John McArdle, a co-founder of Black Triangle, said people were “falling through the net” because the system was “unsafe”.
He said: “We are talking about referring people for sanctions, which means that their money will be cut off and they will face hunger and starvation and perhaps destitution.
“These are things that you would not be able to do to somebody if they were a prisoner. The whole premise of it is absolutely and utterly immoral.”
Linda Burnip, a member of the Disabled People Against Cuts steering group, said: “There can never be any excuse for any disabled person to be subjected to sanctions and in particular these should never be put in place by anyone, including decision-makers, who have no medical training.”
A spokeswoman for the Employment Related Services Association (ERSA), which represents the welfare-to-work industry, said: “ERSA believes that sanctions should be used as a last resort and that employment support works best when there is a positive relationship between advisers and jobseekers.
“We have previously called for better guidance from DWP on the definition of ‘vulnerability’, to ensure that such jobseekers are not penalised unfairly.
“We also believe that there needs to be much better sharing of data, particularly the findings of the work capability assessment, which is not routinely shared with providers by Jobcentre Plus.”
But when asked if ERSA members had been failing to carry out the necessary face-to-face meetings before recommending vulnerable ESA claimants for sanctions, she said ERSA did “not have any more information on this, other than what is in the memo”.
Gill Thompson, the sister of David Clapson, who was found dead after being sanctioned, said: “I’m glad to hear the government are taking some action at long last but I’m still very worried about how they define people who are at risk when their social security is stopped.”
Her brother, who had diabetes, died from an acute lack of insulin. His electricity had been cut off, so the fridge where he kept his insulin was not working.
An autopsy found his stomach was empty at the time of his death.
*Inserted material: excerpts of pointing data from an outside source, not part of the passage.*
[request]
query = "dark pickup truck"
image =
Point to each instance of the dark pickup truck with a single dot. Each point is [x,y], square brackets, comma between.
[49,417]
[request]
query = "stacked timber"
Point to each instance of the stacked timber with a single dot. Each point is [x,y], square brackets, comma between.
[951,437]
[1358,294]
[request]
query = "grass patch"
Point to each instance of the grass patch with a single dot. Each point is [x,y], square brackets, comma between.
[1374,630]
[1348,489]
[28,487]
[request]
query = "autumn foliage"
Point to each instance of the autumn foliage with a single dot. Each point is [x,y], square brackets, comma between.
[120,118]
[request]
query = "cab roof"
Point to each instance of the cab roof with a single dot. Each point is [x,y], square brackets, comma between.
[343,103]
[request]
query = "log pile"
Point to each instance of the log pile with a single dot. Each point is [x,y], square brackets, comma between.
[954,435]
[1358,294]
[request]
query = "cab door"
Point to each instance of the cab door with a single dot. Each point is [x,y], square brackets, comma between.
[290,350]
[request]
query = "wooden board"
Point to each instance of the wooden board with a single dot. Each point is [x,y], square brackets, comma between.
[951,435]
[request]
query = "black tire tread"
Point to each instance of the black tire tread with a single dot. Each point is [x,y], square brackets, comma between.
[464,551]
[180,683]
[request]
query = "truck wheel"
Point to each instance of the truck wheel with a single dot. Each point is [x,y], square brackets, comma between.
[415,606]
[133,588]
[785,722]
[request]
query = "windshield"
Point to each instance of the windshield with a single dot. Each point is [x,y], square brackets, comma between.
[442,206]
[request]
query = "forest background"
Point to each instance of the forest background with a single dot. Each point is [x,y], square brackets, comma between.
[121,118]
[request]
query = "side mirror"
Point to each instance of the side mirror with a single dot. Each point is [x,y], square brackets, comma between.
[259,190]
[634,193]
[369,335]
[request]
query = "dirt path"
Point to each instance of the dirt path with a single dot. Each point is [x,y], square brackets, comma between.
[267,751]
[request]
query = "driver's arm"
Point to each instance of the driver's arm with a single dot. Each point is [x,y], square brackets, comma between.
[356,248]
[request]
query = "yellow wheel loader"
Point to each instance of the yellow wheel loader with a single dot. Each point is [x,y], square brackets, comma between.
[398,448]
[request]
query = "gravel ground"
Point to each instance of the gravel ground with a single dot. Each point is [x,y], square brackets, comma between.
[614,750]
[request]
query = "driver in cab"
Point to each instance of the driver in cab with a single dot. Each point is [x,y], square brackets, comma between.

He had just £3.44 in his bank account and there was almost no food left in the flat.
Thompson said her brother would not have come under the DWP’s category of “vulnerable”.
She said: “My worry is that the onus is still on medically-unqualified DWP staff making judgements, in secret and with no-one overseeing their decisions, about an individual’s ability to cope with no income.
“We already know that staff have been trained to avoid telling anyone being sanctioned that they are entitled to a hardship payment and we shouldn’t forget that those payments take two weeks before they start.
“A hardship payment wouldn’t have helped my brother, as he was dead before it could have started.
“Unfortunately, at this stage, I’m not convinced that the government is really changing their overall attitude to people on benefits, which is to do anything and everything they can to get people off social security whatever the cost.”
There are also embarrassing question-marks over some of the content of the new guidance, after DNS established that two of four helplines that the document recommends for assisting vulnerable claimants are no longer operating.
One of the four has changed its number, but Voice UK – a charity set up to support people with learning difficulties who have survived crime and abuse – no longer exists, partly due to a lack of government funding.
Meanwhile, further information about the 49 deaths has emerged in another freedom of information response from DWP.
Civil servants told journalist Natalie Leal that, of the 36 cases in which information was clear, 22 were claiming ESA at the time of their death, eight were claiming jobseeker’s allowance, one was claiming pension credit and five were not claiming benefits.
In the remaining 13 cases, it is not clear from the peer reviews what benefits the people were claiming at the time they died.